TSMC faces class action alleging systemic gender discrimination across US

The filing alleges HR called the complainant 'too sensitive' and closed its probe in five days

TSMC faces class action alleging systemic gender discrimination across US

TSMC is facing a class action lawsuit alleging systemic gender discrimination — and its own HR department is squarely in the crosshairs. 

The case, filed on April 16 in the US District Court for the Western District of Washington (Yeh v. Taiwan Semiconductor Manufacturing Co. Ltd. et al., No. 3:26-cv-05388), was brought by Yi-Nung Yeh, a former software engineer at TSMC Washington. Yeh alleges the semiconductor giant engaged in a pattern and practice of discrimination against women in hiring, pay, promotion, staffing, and termination across its US operations. 

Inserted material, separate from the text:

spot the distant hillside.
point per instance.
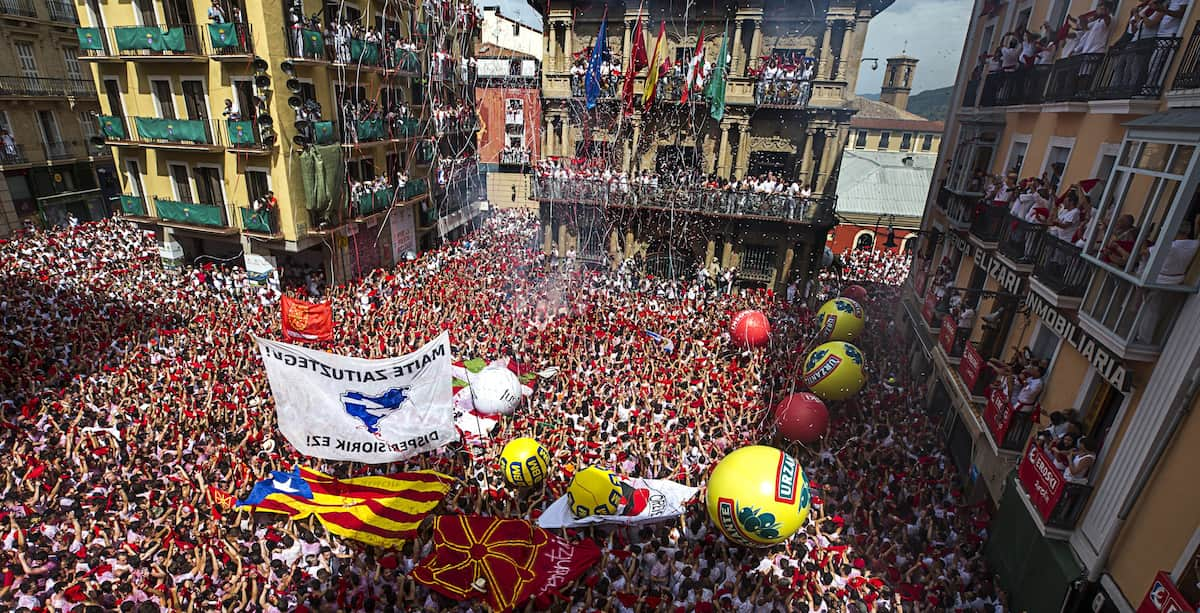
(931, 104)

The numbers in the filing are hard to ignore. TSMC's American workforce is allegedly 72.6% male. Among managers, men reportedly make up 85.4%. Among professionals, 77.9%. Meanwhile, 59% of the women TSMC employs are allegedly concentrated in its lowest-level, lowest-paid technician roles — compared to just 14% of men. The filing points to TSMC's own 2023 Sustainability Report, which acknowledged "gender disparities in high-paying positions resulting in occupational segregation." 

But what may hit closest to home for HR leaders is how the company's human resources function allegedly handled internal concerns. 

Yeh, who holds two master's degrees and previously led development teams at Amazon and Oracle, was offered a principal software engineer role in August 2025 and joined TSMC Washington the following month. According to the filing, she arrived to find her title had been changed without explanation. And while her two male peers each supervised multiple direct reports, she was given none — a gap that, she alleges, left her at a disadvantage in a role where a substantial portion of compensation was performance-based. 

When she raised concerns starting September 23, 2025, the response from HR allegedly made things worse. An HR representative reportedly called her "too sensitive," ordered her to stop emailing her grievances, and asked if she could "accept" continued disparate treatment. An internal investigation allegedly wrapped up in five days — without interviewing her. A later third-party review was, according to the filing, restricted in scope "as determined by TSMC," contradicting assurances that her concerns would be "thoroughly reviewed." 

According to the filing, on December 8, HR told Yeh no evidence of targeting had been found and that she would need to "find a way to work with HR." Two days later, she was terminated. 

The filing also paints a broader picture of the alleged workplace culture. It claims a section manager at TSMC Arizona showed pictures of women in bikinis during a meeting after instructing employees to turn off their phones and laptops, that women were called "juicy" and "sexy," and that candidates were asked whether they planned to become pregnant. 

Yeh is seeking class certification on behalf of all women who applied for or worked at TSMC in the United States and were allegedly not hired, not promoted, underpaid, or terminated. The proposed class is believed to number in the thousands. 

Worth noting: TSMC received $6.6 billion in direct funding under the CHIPS and Science Act — which required commitments to a workplace free of harassment and discrimination and the submission of workforce diversity plans. 

No determination has been made in the case, and the allegations have not been proven. TSMC has not yet responded.